There was plenty, including the Jan. 17 death of Erich Segal, whose name few people under 30 may recognize.

Most who recall Segal do so because of his syrupy 1970 novel, ‘Love Story,’’ which was turned into a film with Ryan O’Neal and Ali McGraw that also was long on bathos.

A few may remember that Segal, an ardent marathoner, was part of the ABC commentary team at the 1972 Olympics when an imposter was on the track at the end of the race, stealing some of the marathon glory from winner Frank Shorter. An outraged Segal yelled, ‘Get that guy off the track! How can this happen at the Olympic Games!’’

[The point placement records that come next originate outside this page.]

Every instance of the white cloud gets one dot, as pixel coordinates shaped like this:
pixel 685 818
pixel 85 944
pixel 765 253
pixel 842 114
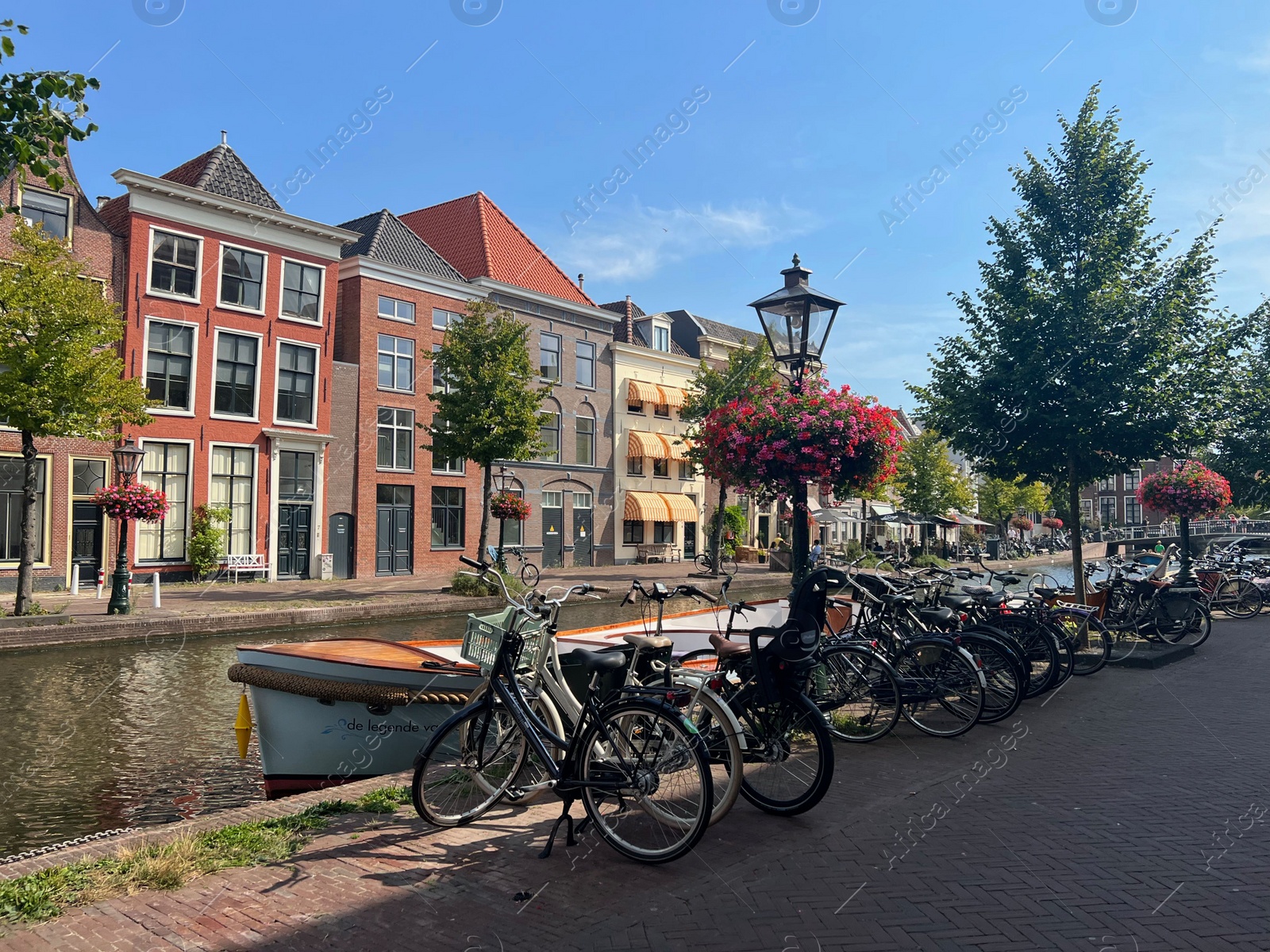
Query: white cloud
pixel 637 241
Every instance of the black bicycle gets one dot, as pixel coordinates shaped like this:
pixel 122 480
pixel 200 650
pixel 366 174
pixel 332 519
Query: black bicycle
pixel 637 763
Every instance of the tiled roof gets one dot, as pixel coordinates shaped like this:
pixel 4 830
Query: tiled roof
pixel 221 173
pixel 478 239
pixel 387 239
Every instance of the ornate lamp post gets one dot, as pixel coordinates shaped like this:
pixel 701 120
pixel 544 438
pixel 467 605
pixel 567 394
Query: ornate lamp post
pixel 127 461
pixel 797 321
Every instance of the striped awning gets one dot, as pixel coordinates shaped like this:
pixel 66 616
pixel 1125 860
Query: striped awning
pixel 660 507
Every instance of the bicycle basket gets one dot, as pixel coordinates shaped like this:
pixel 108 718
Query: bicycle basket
pixel 484 636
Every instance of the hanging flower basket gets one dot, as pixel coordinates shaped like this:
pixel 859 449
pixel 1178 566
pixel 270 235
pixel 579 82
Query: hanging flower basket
pixel 137 501
pixel 506 505
pixel 1191 490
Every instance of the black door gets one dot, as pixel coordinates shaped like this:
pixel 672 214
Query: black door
pixel 87 541
pixel 582 537
pixel 394 530
pixel 294 524
pixel 341 541
pixel 552 537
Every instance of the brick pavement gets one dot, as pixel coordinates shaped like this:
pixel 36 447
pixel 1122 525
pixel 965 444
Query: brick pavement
pixel 1124 812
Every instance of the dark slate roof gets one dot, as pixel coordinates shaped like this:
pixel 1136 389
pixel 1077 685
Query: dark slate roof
pixel 220 171
pixel 385 238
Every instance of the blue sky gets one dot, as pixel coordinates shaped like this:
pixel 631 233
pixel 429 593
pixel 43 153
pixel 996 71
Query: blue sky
pixel 802 137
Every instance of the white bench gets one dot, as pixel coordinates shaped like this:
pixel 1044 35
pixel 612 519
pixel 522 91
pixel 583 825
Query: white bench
pixel 251 564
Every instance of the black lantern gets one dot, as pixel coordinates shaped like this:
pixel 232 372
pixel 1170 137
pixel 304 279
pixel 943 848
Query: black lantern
pixel 797 321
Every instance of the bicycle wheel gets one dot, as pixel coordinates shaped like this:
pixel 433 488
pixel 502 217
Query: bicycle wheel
pixel 1238 598
pixel 652 787
pixel 530 574
pixel 789 755
pixel 857 693
pixel 1089 638
pixel 941 689
pixel 468 766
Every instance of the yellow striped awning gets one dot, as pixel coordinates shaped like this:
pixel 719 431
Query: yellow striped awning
pixel 660 507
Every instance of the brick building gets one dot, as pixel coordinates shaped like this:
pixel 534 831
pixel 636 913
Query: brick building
pixel 571 488
pixel 71 530
pixel 229 305
pixel 394 508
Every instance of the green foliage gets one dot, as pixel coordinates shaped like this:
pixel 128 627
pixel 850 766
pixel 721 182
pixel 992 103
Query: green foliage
pixel 206 546
pixel 927 480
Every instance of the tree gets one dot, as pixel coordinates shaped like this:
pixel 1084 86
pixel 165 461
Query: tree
pixel 35 127
pixel 749 368
pixel 488 410
pixel 60 374
pixel 1086 349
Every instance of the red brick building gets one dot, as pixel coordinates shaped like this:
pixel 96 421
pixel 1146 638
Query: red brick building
pixel 229 304
pixel 71 528
pixel 394 508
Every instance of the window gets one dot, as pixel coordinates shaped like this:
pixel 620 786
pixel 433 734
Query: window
pixel 235 374
pixel 586 441
pixel 169 359
pixel 175 264
pixel 448 517
pixel 586 365
pixel 397 440
pixel 295 476
pixel 397 363
pixel 296 374
pixel 549 357
pixel 241 278
pixel 549 432
pixel 12 478
pixel 50 213
pixel 397 310
pixel 302 291
pixel 233 478
pixel 88 476
pixel 165 467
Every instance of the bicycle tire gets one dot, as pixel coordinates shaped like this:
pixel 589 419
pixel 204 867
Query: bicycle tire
pixel 787 740
pixel 856 692
pixel 444 791
pixel 637 747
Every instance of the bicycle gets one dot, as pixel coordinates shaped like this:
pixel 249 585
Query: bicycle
pixel 637 763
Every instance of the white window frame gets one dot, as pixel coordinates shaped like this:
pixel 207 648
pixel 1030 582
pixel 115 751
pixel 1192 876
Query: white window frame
pixel 198 267
pixel 220 278
pixel 277 374
pixel 260 359
pixel 321 292
pixel 194 366
pixel 256 478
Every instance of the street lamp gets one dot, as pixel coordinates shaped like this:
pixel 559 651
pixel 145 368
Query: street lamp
pixel 797 321
pixel 127 461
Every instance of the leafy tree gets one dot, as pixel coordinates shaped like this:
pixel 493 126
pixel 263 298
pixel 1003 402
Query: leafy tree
pixel 1086 349
pixel 489 410
pixel 60 374
pixel 749 370
pixel 35 125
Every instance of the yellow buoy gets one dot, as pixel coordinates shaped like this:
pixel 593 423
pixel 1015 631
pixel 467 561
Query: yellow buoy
pixel 243 725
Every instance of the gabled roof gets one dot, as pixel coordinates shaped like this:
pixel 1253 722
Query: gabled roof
pixel 221 173
pixel 478 239
pixel 387 239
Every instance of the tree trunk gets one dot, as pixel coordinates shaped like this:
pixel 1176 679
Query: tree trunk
pixel 27 555
pixel 484 513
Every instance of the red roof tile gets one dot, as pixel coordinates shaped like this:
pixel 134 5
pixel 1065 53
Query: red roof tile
pixel 476 238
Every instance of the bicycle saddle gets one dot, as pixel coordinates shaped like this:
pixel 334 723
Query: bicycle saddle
pixel 598 660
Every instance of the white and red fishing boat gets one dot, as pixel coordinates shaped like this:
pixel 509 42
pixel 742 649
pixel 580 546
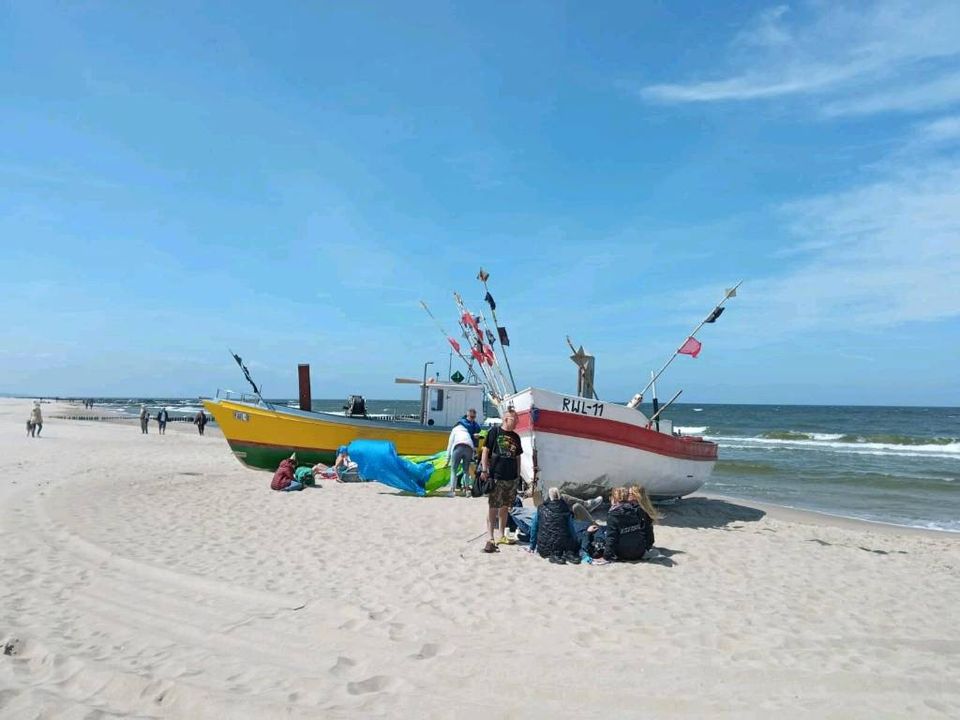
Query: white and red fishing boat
pixel 586 447
pixel 581 444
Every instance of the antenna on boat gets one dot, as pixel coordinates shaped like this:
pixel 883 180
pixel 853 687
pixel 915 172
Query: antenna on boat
pixel 585 364
pixel 483 276
pixel 246 374
pixel 690 345
pixel 656 417
pixel 656 402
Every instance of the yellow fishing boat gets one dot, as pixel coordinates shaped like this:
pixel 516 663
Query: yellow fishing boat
pixel 261 433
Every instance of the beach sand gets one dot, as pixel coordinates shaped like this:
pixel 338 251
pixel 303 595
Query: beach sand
pixel 152 576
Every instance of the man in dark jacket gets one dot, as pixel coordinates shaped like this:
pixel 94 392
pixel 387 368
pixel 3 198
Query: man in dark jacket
pixel 552 532
pixel 629 532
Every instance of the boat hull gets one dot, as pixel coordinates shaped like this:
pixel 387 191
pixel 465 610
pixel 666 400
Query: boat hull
pixel 586 447
pixel 261 436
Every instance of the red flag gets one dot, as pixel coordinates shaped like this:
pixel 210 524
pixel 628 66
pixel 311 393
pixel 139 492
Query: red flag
pixel 691 347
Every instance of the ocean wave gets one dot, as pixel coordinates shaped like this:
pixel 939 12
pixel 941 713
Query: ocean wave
pixel 881 439
pixel 947 451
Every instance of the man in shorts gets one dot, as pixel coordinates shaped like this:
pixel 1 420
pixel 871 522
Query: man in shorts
pixel 501 462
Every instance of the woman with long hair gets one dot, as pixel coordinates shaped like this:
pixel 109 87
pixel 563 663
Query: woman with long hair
pixel 629 524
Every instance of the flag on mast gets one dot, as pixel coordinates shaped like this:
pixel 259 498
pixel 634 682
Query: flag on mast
pixel 691 347
pixel 717 312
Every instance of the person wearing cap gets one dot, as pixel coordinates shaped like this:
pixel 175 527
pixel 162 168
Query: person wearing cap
pixel 342 463
pixel 36 419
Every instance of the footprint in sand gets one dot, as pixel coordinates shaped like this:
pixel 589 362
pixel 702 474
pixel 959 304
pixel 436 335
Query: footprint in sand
pixel 431 650
pixel 377 683
pixel 343 665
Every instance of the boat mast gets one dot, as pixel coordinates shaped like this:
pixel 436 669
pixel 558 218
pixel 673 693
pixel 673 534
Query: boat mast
pixel 730 292
pixel 496 385
pixel 483 276
pixel 469 362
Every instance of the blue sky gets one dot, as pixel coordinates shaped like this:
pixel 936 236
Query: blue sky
pixel 289 180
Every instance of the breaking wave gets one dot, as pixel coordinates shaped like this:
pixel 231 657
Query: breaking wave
pixel 896 445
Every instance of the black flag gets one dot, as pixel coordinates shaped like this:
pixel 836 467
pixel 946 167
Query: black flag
pixel 246 373
pixel 717 312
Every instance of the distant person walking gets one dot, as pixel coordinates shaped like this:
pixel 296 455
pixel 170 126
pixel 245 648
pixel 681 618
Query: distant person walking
pixel 162 418
pixel 36 419
pixel 200 421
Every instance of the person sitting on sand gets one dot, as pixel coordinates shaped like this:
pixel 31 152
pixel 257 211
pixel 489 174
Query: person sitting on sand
pixel 629 524
pixel 36 418
pixel 283 478
pixel 552 532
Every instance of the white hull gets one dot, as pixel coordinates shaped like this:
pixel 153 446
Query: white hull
pixel 586 447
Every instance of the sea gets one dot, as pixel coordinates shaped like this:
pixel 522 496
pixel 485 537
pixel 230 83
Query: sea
pixel 898 465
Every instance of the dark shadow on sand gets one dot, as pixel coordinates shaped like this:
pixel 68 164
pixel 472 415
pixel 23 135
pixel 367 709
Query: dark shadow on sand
pixel 700 512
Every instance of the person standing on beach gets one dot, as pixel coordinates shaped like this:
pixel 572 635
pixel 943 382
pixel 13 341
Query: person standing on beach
pixel 36 418
pixel 500 461
pixel 200 421
pixel 461 450
pixel 162 418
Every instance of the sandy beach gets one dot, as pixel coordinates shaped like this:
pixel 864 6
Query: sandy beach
pixel 149 576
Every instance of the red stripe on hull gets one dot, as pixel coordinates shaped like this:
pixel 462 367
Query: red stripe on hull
pixel 618 433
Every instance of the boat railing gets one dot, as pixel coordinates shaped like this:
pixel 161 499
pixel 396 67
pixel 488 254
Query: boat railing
pixel 223 394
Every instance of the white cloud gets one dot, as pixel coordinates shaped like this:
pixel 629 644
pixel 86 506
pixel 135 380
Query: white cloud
pixel 893 55
pixel 878 256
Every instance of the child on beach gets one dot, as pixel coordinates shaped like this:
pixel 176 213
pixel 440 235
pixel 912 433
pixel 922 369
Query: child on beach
pixel 35 423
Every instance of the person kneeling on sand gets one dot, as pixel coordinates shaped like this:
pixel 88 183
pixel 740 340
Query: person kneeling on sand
pixel 552 532
pixel 629 524
pixel 283 478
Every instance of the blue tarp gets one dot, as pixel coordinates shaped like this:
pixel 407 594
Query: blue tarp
pixel 378 460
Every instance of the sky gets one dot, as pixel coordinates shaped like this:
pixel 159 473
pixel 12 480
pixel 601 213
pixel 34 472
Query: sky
pixel 289 180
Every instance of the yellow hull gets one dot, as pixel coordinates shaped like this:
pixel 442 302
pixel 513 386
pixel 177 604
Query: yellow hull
pixel 260 436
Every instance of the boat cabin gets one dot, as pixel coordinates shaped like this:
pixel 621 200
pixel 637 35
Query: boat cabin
pixel 444 403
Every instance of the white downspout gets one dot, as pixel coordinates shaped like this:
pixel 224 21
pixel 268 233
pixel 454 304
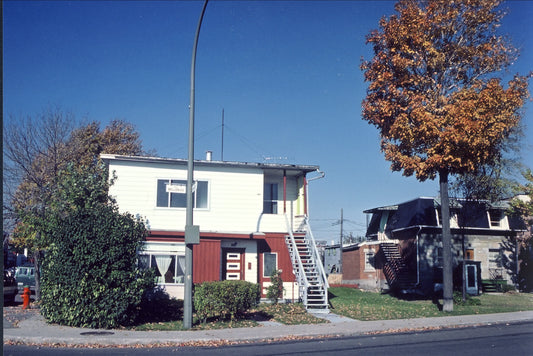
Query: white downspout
pixel 418 256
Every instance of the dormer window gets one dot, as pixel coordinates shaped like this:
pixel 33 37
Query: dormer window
pixel 497 219
pixel 454 222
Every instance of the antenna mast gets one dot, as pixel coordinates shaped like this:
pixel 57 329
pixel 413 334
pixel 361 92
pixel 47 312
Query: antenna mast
pixel 222 148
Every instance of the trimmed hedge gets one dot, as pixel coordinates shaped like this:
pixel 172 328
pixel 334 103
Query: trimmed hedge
pixel 90 273
pixel 225 298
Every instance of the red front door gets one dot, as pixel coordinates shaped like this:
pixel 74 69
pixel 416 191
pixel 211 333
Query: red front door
pixel 233 264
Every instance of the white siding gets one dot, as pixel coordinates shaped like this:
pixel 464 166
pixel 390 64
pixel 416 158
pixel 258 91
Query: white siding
pixel 235 197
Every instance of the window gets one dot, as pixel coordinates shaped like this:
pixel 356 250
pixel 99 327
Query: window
pixel 495 258
pixel 270 198
pixel 438 257
pixel 172 193
pixel 270 263
pixel 496 218
pixel 369 260
pixel 167 261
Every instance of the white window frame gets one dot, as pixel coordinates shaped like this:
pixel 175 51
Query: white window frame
pixel 369 267
pixel 499 221
pixel 272 200
pixel 194 196
pixel 165 249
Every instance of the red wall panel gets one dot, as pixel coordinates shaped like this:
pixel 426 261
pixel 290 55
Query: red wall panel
pixel 206 261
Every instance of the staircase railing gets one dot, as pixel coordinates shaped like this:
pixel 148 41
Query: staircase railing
pixel 316 256
pixel 301 277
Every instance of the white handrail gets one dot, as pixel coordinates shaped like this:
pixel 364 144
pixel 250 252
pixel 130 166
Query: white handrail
pixel 316 256
pixel 296 256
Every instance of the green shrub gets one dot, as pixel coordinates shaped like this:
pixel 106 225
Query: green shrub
pixel 225 298
pixel 275 289
pixel 90 273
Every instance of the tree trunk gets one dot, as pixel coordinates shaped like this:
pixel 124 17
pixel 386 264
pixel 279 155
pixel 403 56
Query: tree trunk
pixel 447 269
pixel 37 273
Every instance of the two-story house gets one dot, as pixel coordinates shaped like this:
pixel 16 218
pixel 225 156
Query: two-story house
pixel 403 250
pixel 252 219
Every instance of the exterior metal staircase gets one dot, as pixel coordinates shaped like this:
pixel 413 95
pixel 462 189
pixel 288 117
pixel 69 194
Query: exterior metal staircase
pixel 398 275
pixel 308 269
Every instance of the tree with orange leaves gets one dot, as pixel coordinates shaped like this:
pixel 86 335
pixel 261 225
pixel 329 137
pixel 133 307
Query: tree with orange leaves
pixel 434 96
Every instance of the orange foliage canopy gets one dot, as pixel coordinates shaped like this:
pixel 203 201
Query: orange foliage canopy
pixel 430 91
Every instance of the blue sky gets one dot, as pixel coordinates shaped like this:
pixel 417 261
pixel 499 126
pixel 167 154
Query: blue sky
pixel 286 74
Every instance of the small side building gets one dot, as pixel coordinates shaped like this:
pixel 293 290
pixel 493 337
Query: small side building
pixel 403 250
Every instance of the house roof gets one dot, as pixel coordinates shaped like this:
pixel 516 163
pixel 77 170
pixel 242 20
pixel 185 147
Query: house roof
pixel 422 212
pixel 295 168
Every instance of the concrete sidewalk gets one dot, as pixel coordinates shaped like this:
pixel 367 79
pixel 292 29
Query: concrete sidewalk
pixel 34 330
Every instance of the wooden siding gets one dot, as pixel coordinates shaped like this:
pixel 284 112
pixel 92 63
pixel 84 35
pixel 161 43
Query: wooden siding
pixel 276 244
pixel 206 261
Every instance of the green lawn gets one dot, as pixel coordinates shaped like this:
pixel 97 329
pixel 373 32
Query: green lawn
pixel 360 305
pixel 349 302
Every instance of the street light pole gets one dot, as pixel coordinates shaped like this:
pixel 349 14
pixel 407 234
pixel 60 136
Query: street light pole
pixel 192 233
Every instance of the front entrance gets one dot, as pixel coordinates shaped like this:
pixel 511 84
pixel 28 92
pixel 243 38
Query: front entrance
pixel 471 279
pixel 233 264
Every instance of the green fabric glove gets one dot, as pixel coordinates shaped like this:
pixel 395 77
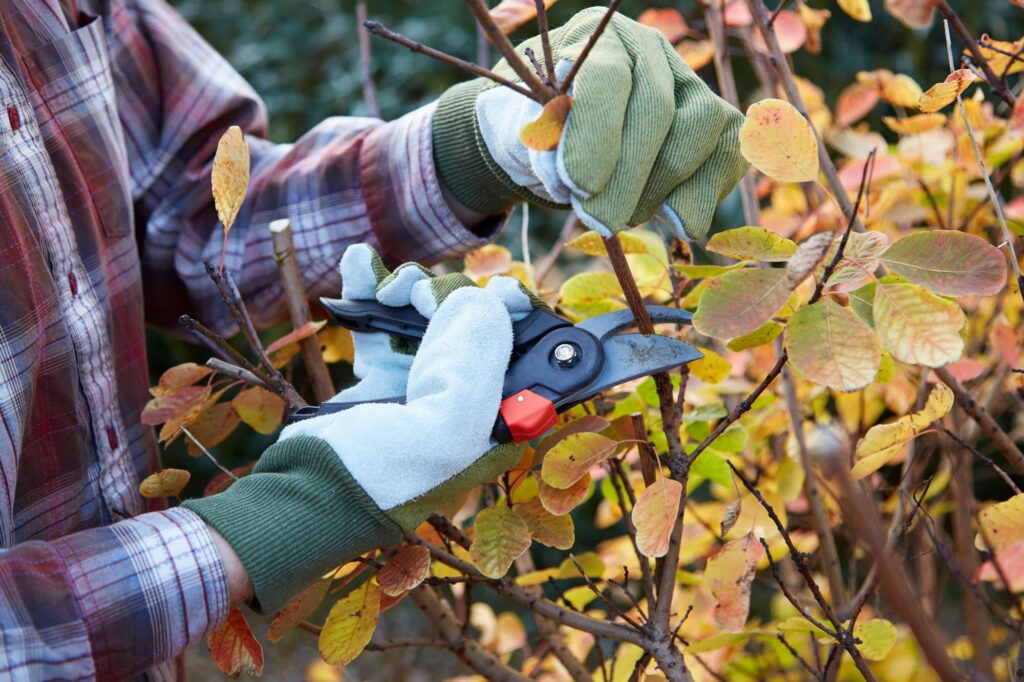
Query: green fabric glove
pixel 645 137
pixel 338 485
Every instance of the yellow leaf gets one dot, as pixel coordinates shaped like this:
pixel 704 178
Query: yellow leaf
pixel 941 94
pixel 918 327
pixel 711 369
pixel 858 9
pixel 350 624
pixel 164 483
pixel 500 538
pixel 259 409
pixel 914 125
pixel 230 175
pixel 592 244
pixel 654 515
pixel 779 142
pixel 297 610
pixel 884 440
pixel 1001 524
pixel 728 576
pixel 877 638
pixel 404 570
pixel 543 133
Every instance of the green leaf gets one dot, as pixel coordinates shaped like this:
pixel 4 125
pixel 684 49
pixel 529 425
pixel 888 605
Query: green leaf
pixel 832 346
pixel 751 243
pixel 948 262
pixel 916 327
pixel 739 302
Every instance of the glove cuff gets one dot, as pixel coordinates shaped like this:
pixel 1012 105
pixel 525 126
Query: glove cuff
pixel 295 517
pixel 461 157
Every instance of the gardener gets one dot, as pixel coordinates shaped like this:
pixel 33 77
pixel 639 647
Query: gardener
pixel 110 115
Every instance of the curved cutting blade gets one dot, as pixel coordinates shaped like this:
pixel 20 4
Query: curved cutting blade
pixel 610 323
pixel 634 355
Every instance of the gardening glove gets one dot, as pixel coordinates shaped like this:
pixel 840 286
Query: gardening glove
pixel 338 485
pixel 645 137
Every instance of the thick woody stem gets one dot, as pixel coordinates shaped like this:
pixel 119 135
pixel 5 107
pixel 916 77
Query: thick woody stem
pixel 984 421
pixel 379 29
pixel 541 91
pixel 298 308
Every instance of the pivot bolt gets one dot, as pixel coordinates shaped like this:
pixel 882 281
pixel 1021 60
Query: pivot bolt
pixel 565 353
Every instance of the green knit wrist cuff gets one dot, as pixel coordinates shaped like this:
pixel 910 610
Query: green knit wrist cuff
pixel 463 163
pixel 295 517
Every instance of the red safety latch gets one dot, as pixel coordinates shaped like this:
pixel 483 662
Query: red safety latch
pixel 527 415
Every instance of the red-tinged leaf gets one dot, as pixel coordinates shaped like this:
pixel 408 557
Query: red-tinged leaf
pixel 948 262
pixel 259 409
pixel 500 537
pixel 654 515
pixel 488 260
pixel 560 502
pixel 176 405
pixel 233 647
pixel 296 335
pixel 350 625
pixel 573 457
pixel 222 481
pixel 510 14
pixel 547 528
pixel 212 426
pixel 297 610
pixel 737 14
pixel 178 377
pixel 668 20
pixel 164 483
pixel 1011 563
pixel 729 574
pixel 543 133
pixel 855 101
pixel 739 302
pixel 404 570
pixel 790 31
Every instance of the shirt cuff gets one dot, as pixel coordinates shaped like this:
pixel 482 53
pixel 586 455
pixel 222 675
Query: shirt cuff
pixel 147 588
pixel 410 217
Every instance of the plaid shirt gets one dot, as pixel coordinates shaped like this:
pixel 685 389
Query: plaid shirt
pixel 110 115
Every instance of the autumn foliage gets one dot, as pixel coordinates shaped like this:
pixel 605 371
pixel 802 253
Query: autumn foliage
pixel 830 493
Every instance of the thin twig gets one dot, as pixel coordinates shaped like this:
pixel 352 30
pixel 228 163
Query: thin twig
pixel 996 204
pixel 379 29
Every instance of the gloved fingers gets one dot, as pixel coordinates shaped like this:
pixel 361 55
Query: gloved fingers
pixel 648 120
pixel 690 207
pixel 361 269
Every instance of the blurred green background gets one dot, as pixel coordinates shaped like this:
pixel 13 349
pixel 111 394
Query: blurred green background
pixel 302 56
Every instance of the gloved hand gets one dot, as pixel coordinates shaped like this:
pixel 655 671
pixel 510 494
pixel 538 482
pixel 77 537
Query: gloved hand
pixel 338 485
pixel 645 136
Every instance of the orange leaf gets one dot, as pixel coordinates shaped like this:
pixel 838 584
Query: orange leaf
pixel 164 483
pixel 297 335
pixel 212 426
pixel 510 14
pixel 654 515
pixel 729 574
pixel 543 133
pixel 668 20
pixel 233 647
pixel 259 409
pixel 350 625
pixel 406 569
pixel 297 610
pixel 178 377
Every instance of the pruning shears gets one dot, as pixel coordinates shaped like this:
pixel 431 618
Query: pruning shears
pixel 555 365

Segal’s anger owed not only to his passion for the event but also his relationship with Shorter, who told Runner’s World he had taken Segal’s courses on Greek comedy and tragedy at Yale. Like Shorter, I took those courses before ‘Love Story’’ was published, and I was engaged immediately in the subject matter by the combination of wit and erudition that made Segal a popular professor well before he became a pop-culture icon.

Yale denied him tenure, apparently because some twits in the classics department in a swivet over the idea that a bestselling novelist who made the ‘Tonight Show’ and about 10 times more money than they did also could be a serious scholar.

His classes filled auditoriums with students who, like me, were far more impressed by the way he explained the often terrifying power of Greek gods -- ‘the awful grace of God,’’ as Aeschylus wrote in Agamemnon -- than by being in the presence of someone who was a star beyond academe. With the passing of years, I remember few details of what Segal taught, but I will always be the better for having absorbed its essence.